As it stands, the local art and concert fliers on coffee shop walls serve the same purpose as the chintzy Americana on display at T.G.I.Fridays. The décor appeals to your sense of what the place is supposed to be, what you want to feel, but in no way reflects reality. Sadly, a chalkboard and a globe would better symbolize what is going on here. Welcome to adult study hall: please tip your barista/classroom monitor. You moved to New York, to Chicago, to Denver, to Austin, to talk about art and philosophy as you sipped your latté on a beat up couch. Instead, you’re packed like sardines into an exposed brick closet where you're expected to finish your drink in silence, lest you violate the unspoken freelancer’s code. Before you can possibly enjoy your mocha, you have to fight tooth and nail for a seat, a table, and an outlet. There are too many disserations and screenplays being written here for you and your OKCupid date to find a table, so you'll just have to take that fragile social interaction elsewhere.
This isn’t what a coffee shop is supposed to be. At least, it isn’t what sitcoms and indie movies told me a coffee shop is supposed to be. A coffee shop should be a place for the excited and argumentative to throw around ideas for start-ups and graphic novels and Twitter parody accounts. A coffee shop shouldn't be a place where you're passive-aggressively eyeballed into maintaining the quiet reverence of a library or DMV waiting room. If my local coffee shop is little more than a shared office space, why shouldn’t I go to Starbucks? Why not share space with the yoga moms at Panera? At least their bathroom works.

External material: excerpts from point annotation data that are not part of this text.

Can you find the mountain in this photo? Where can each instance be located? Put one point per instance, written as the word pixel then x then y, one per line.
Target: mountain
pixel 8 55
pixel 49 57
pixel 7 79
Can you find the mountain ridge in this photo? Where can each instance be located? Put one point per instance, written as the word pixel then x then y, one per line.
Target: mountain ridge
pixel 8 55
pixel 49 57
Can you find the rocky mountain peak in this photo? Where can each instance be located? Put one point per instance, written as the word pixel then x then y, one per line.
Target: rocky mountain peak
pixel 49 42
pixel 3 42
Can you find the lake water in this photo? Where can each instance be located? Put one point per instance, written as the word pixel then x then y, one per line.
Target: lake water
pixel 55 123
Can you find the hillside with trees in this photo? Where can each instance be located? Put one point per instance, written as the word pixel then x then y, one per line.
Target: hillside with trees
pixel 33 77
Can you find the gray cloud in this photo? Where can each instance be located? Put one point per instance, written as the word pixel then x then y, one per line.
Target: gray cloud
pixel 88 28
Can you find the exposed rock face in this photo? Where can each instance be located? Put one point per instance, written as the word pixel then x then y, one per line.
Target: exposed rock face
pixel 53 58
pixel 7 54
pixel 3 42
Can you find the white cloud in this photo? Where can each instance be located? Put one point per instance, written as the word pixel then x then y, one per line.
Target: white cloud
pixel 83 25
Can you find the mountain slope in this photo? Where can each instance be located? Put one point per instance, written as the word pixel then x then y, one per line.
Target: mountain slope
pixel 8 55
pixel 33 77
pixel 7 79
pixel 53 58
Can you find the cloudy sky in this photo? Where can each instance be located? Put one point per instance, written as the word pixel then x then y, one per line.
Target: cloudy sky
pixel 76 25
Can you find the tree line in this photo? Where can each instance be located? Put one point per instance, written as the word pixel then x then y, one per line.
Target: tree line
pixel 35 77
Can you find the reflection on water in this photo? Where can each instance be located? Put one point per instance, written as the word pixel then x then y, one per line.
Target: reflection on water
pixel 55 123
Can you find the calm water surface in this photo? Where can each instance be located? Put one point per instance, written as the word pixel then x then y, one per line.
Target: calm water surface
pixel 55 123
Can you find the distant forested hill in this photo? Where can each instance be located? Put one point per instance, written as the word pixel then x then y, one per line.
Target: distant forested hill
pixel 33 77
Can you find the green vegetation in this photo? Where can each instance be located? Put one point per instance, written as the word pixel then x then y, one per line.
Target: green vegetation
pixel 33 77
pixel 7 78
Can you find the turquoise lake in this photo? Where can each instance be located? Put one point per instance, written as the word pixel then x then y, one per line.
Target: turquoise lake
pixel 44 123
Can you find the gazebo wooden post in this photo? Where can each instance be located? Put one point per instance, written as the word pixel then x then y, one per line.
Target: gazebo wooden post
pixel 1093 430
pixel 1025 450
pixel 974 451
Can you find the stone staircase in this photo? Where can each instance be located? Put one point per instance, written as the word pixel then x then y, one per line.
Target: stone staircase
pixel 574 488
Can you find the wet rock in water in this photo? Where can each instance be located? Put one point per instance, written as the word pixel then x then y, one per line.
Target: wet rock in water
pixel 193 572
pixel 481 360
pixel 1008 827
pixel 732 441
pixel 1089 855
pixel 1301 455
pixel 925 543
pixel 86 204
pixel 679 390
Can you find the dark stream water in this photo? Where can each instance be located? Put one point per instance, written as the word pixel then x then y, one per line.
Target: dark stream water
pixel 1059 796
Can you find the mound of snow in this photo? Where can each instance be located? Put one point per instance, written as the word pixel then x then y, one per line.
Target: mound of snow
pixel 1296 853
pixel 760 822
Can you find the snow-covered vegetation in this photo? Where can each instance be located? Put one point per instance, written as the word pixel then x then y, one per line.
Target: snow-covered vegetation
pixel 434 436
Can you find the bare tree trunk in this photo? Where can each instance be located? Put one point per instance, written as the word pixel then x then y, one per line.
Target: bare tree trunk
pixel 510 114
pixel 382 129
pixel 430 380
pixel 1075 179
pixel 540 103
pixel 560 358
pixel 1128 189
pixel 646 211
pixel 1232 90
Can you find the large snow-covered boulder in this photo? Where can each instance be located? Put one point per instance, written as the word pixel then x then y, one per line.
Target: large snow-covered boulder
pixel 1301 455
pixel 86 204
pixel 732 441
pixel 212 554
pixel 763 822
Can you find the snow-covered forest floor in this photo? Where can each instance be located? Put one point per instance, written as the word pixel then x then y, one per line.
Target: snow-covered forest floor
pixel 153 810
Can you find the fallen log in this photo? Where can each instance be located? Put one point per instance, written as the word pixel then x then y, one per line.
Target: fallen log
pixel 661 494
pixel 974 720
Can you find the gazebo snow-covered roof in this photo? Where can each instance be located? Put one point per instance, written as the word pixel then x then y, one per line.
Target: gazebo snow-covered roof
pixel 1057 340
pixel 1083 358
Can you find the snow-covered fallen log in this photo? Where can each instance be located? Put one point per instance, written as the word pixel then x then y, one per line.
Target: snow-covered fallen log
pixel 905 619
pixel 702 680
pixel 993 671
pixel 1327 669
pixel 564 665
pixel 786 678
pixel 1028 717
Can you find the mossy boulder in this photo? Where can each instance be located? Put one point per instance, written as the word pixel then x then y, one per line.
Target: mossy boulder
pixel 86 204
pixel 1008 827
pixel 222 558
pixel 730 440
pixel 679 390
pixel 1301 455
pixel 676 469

Introducing free citywide public Wi-Fi (as Los Angeles is considering) would release freelancers from the confines of the coffee shop. Writers could cruise Wikipedia on a park bench or on the steps of a museum. Designers could camp out in a taqueria or a burger joint if they so choose. The coffee shop, for its part, would become something closer to what it is meant to be (or at least what culture promised us it was), a place where people talk, pontificate, debate, and flirt. It's a sad state of affairs when the only place to have a real conversation is in a boozy back room at some dive bar between the hours of 11 p.m. and 2 a.m. Perhaps free public Wi-Fi won’t change the overcrowded businesslike culture of your local coffee shop. There will still be freelancers perched on wobbly wooden stools, pecking away in dark corners, but they won’t have a right to stare you down if your conversation rises above a whisper. After all, they can always find somewhere else to work where it's a little quieter and there aren't so many people.